Farce is known for its outrageous plots strewn throughout with ludicrous circumstances, in which it is actually better if you don’t try to make sense of the plot because they often don’t make sense. If the characters were to slow down and logically think out what was happening, the whole storyline could often be avoided. Because of this it is essential that farce be performed at a quick pace. That way the cavalcade of events avalanche into one another so completely that the outrageous becomes believable simply because no one has time to logically dissect what just happened. The subsequent action becomes the reaction for what came before.

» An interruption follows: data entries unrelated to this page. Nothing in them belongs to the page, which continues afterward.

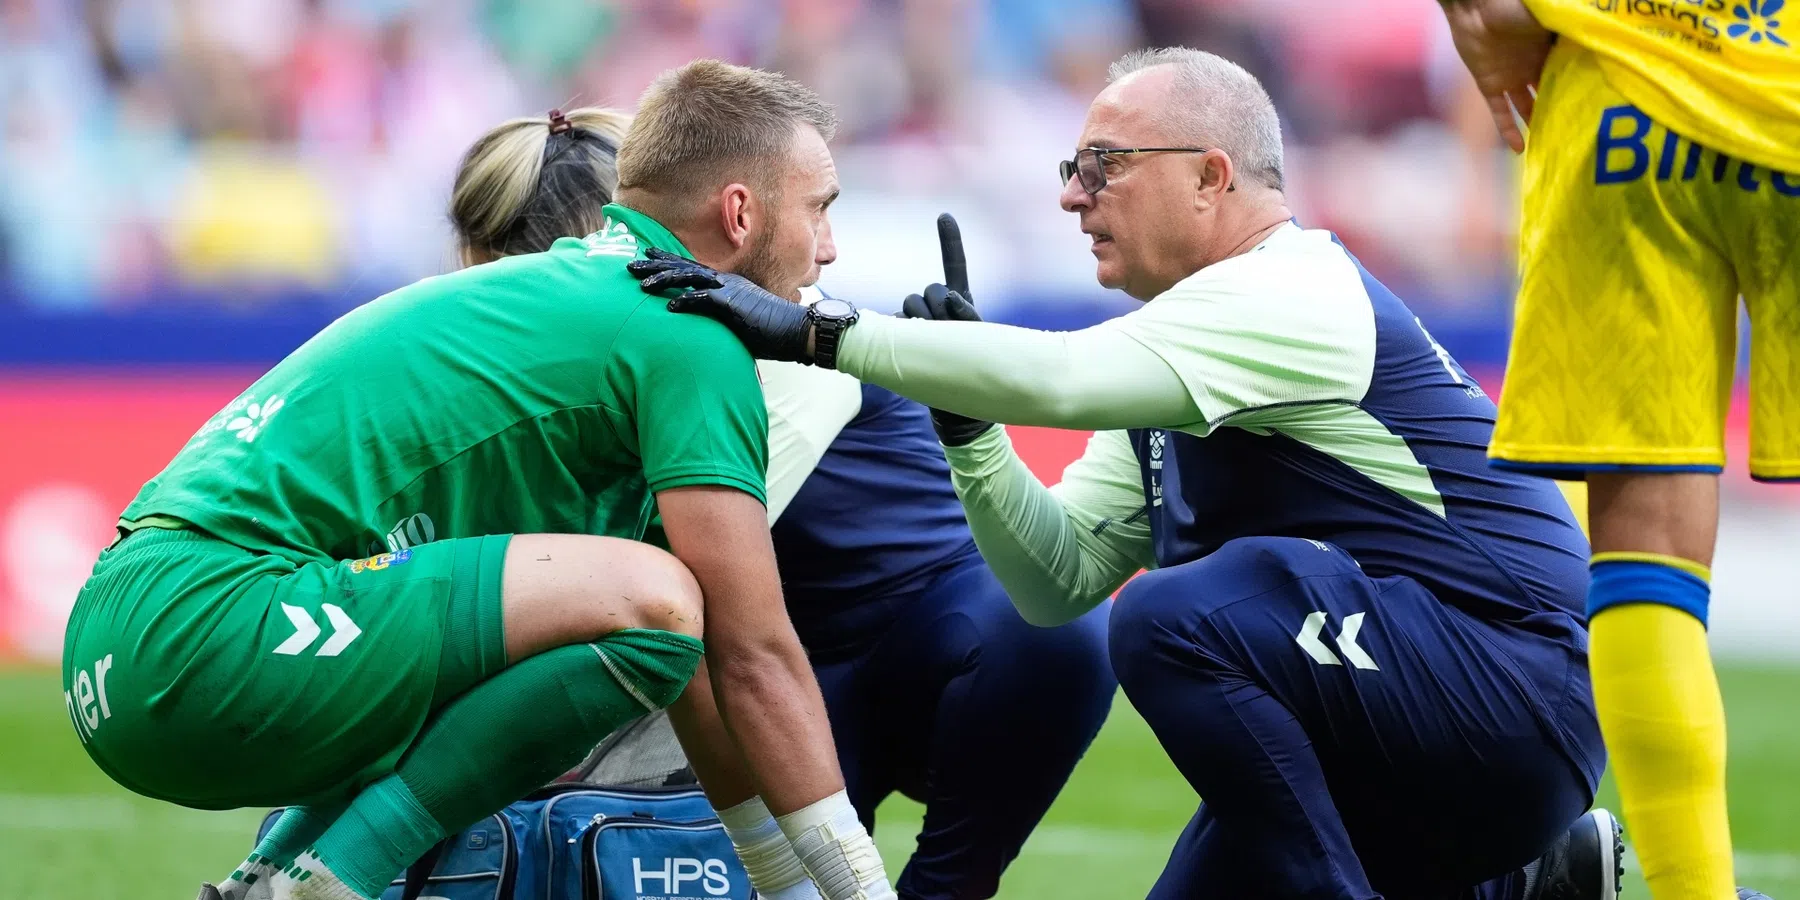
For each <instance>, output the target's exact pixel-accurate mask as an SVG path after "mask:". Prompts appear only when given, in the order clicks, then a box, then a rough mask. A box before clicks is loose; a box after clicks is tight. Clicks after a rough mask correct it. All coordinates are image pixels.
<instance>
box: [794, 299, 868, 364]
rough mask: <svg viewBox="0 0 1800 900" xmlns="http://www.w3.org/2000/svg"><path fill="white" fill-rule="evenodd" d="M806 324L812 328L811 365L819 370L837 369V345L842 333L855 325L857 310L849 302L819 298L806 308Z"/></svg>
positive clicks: (841, 336) (841, 338)
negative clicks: (811, 348) (811, 347)
mask: <svg viewBox="0 0 1800 900" xmlns="http://www.w3.org/2000/svg"><path fill="white" fill-rule="evenodd" d="M806 322H808V324H810V326H812V364H814V365H817V367H821V369H837V344H839V340H842V338H844V331H846V329H848V328H850V326H853V324H857V308H855V304H851V302H850V301H839V299H837V297H821V299H819V302H814V304H812V306H808V308H806Z"/></svg>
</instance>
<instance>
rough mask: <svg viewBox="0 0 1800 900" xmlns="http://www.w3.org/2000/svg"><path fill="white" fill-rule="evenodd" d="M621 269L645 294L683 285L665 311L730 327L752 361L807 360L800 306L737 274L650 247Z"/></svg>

The other key component to farce is that the actors – not the characters, they can be flustered, but the actors have to make it look easy. Like the Harlem Globe Trotters, if the audience can see the performers prepping for the next bit, all of the magic is lost. Every successive curve ball thrown at them needs to be as much of a surprise to the character as it is to the audience. Unfortunately, the pacing of Group Rep’s “Hotel Paradiso” is stop and go, and the cast is working for every line.

Van Boudreaux and Gina Yates

Van Boudreaux and Gina Yates

There are a few moments that live up to true farce, and a few of the actors turn in respectable performances. Van Boudreaux as Benedict Boniface is fabulously expressive and his takes to the audience are perfectly timed, and Andrew Bourgeois is wonderfully awkward and oblivious as Maxime. However, by and large this cast feels under-rehearsed, and painfully so. The pacing is stilted, cues are dropped right and left, many of the actors appear to be uncomfortable in their business and those affecting an accent have trouble hanging on to them. There is even a discrepancy as to the pronunciation of names from one character to the next.

At the end, where there are several instances where the entire cast speaks the same line, the pacing slows further still and the actors obviously look to one another to try to stay in sync. This lack of crispness and polish creates a very long evening at the theatre stretching the run time of this production to two hours and 45 minutes (including the two intermissions).

Good farce is like a tidal wave. Your best bet is to enjoy the ride because no matter what, you’re going to get swept up in the commotion. This production is more akin to a mountain stream. You can easily stand up and make your way to the shore. Or, never leave the shore in the first place.